The implementation plan tells an observer how the project team will complete the project. It describes the activities required, the sequence of the work, who is assigned to the work, an estimate of how much effort is required, when the work is due, and other information of interest. The work plan allows identification of the work required to complete the change. It is also important to indicate what will not be involved in the project. For example, if the team is looking to convert from one dialysis delivery system to another, senior management may insist that the water system be changed at the same time. This would involve the coordination of teams within the two project plans to ensure the water system is in place prior to the dialysis delivery system conversion.

Providing education: End users understand and use the new processes and procedures
To bring about change successfully, educational material must be developed for physicians, clinical staff, ancillary staff, and patients.

Fostering ownership: End users identify new processes and procedures as their own, rather than regarding them as changes imposed upon them
Ensure that each staff member has had the opportunity to address concerns with the new process. Post the project teams meeting minutes on the company website or newsletter. Involve the entire organization in naming the project. A company-wide contest for the name that reflects the project objective will increase buy-in.

Integrating new practices: Has the change been incorporated into day-to-day operations?
So you've got a new policy. Now what? Your policy won't be taken seriously unless you actually do something about it. In some ways, it is worse to have a policy and not follow it than to have no policy at all. By not following through on the policy, you would send the message that you weren't serious about the policy in the first place. This can actually put your organization at risk, especially during a survey.

Giving feedback:  Judge the effectiveness of the implementation plan
Evaluate the process. Use a formal evaluation as shown in Figure 6. Get feedback from the project team and the stakeholders to determine if the project was managed effectively.


Change has become a constant in the workplace. Although the staff may resist change and feel it is happening too quickly, leading change is a critical component for nurse leaders. It is important for the registered nurse to take the lead and guide the staff through the process.

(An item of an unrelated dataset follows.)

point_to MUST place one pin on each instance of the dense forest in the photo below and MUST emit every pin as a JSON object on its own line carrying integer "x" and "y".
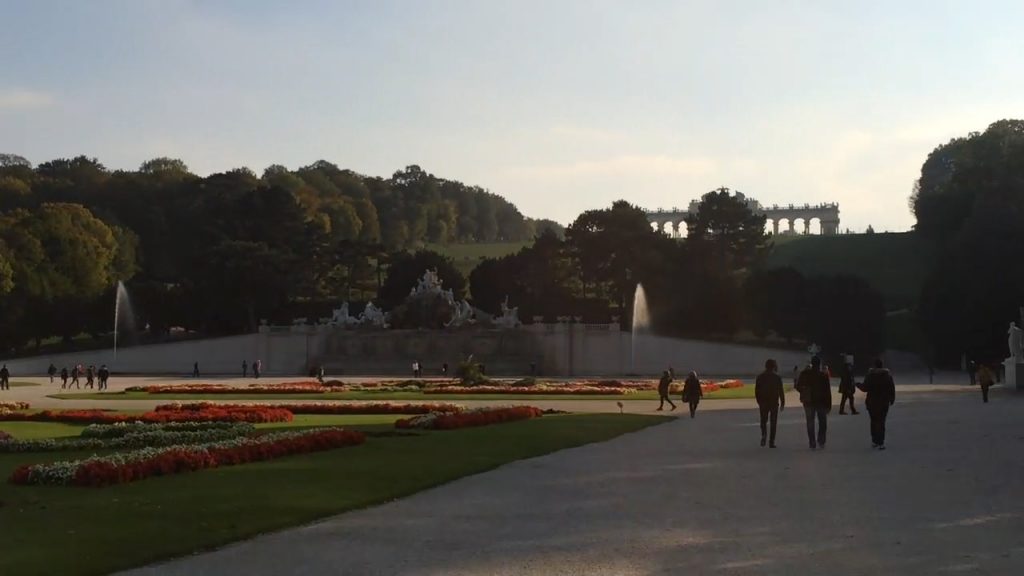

  • American Organization of Nurse Executives (2005). AONE nurse executive competencies. Nurse Leader. 3(1). 50-56.
  • Schiller B, Doss S, De Cock E, Del Aguila MA, Nissenson AR (2008). Costs of managing anemia with erythropoiesis-stimulating agents during hemodialysis: A time and motion study. Hemodialysis International, 12: 441–449. doi: 10.1111/j.1542-4758.2008.00308.
  • Stichler, J.F. (2011) Leading change. Nursing for women’s health. 15(2) 166-170.
  • Sullivan E, Decker P. (2005). Effective leadership and management in nursing. 6 ed. New Jersey: Prentice Hall.